I floated up the hill, the new one, and reached the top. Again I could see her in the distance ahead. Walking away from me at a slow steady pace. I kept my eyes on her this time, determine not to let her slip over another hill without my notice. I was beginning to see the gap close, excruciatingly slowly I was getting closer to her. As I approached I could see more details of her figure. She was wearing pants and a long shirt with a broad brimmed hat. None of her skin was exposed to the sun, or to my eyes. Her pants were khaki and her shirt a pale green with the color standing up, covering the back of her necks. The hat was slung low drooping along each edge. Her hair cut short, barely extended past her collar. Her stride was still slow, still pained. She was clearly favoring her right knee. An old injury?

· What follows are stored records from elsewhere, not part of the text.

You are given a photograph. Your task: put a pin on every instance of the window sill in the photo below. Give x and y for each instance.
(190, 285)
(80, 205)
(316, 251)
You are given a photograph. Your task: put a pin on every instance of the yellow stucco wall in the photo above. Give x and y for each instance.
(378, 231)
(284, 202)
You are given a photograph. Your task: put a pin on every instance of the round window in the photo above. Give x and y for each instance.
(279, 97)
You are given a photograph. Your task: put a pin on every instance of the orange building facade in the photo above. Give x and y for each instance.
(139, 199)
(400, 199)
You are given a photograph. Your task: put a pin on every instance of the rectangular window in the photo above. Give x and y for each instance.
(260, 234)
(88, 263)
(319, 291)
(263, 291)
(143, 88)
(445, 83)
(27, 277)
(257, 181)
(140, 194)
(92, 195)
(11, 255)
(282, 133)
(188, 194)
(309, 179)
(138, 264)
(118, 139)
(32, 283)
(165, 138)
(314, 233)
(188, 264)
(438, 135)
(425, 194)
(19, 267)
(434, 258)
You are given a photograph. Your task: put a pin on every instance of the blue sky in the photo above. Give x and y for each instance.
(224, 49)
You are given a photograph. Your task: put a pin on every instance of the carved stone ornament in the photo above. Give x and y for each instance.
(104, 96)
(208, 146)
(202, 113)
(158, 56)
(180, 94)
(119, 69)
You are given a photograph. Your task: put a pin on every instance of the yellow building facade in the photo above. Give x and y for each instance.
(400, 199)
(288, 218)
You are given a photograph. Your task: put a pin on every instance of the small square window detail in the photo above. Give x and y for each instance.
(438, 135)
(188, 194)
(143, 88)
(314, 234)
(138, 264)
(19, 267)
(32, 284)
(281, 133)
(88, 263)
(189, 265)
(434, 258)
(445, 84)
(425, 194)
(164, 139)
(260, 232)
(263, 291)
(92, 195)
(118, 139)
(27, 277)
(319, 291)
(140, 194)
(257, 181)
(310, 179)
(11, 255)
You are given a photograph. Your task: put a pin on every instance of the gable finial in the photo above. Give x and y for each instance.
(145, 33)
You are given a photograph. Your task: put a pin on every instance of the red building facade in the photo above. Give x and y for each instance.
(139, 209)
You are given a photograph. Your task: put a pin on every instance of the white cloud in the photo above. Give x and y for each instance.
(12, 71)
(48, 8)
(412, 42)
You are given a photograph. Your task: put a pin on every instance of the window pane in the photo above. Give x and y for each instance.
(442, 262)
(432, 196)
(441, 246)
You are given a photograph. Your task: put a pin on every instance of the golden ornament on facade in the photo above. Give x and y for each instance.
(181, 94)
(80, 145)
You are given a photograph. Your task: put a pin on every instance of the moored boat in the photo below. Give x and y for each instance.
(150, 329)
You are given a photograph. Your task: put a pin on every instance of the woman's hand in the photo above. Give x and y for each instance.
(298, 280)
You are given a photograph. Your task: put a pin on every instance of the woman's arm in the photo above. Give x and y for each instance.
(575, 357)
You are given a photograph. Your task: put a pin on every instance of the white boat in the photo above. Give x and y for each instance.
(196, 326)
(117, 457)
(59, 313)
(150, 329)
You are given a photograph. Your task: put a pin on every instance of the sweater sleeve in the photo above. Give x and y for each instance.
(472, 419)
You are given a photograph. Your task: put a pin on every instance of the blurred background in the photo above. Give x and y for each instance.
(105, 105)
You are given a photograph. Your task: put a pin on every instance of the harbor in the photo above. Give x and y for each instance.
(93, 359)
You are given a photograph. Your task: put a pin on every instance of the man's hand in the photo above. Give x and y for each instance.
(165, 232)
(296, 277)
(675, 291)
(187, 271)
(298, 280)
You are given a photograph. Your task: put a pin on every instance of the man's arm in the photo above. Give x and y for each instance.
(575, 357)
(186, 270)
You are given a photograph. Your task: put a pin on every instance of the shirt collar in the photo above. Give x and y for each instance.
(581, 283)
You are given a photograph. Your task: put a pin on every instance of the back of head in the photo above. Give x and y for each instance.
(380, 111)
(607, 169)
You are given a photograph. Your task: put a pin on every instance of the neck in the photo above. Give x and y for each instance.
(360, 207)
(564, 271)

I tried to increase speed to get closer, but the air felt thicker. Although I was still gaining on her, the distance seemed like it was remaining the same. With effort I was able to approach her. It felt like I was crossing a barrier that didn’t want to be crossed. There was a conscious effort trying to repel me. Since I was in my own dream, that resistance could only be generated be me. Was I trying to protect myself from something? Was this part of the dream that I wasn’t supposed to see? As I came up immediately behind her I spoke.
“It’s me.”
No response. She continued walking away from me without even breaking stride.
“Can you hear me?”
Still nothing. I tried to slide around to her left to get even with her. Her back remained toward me. I rotated around her, trying to see her face to face, but no matter where I positioned my self her back was always to me and she was always walking away. I tried to close the last few feet and grab her, but could get no closer.
“Please say something.”
My plea was not heard, or ignored. My frustration started to rise. I was so close to her but couldn’t touch her, couldn’t communicate with her. My heart rate increased. My breathing became more rapid. The world around me started to fade away. I felt as if I were falling backwards into a dark hole. Vision, sensation, reality slipping away. I was waking up.
I tried to open my eyes but could not. My head hurt. Pounding pain throbbing with every heart beat. The air was too hot, I could hardly breathe, but I couldn’t fully wake up. There was a haze across my mind, I couldn’t complete a thought. I slipped back into unconsciousness.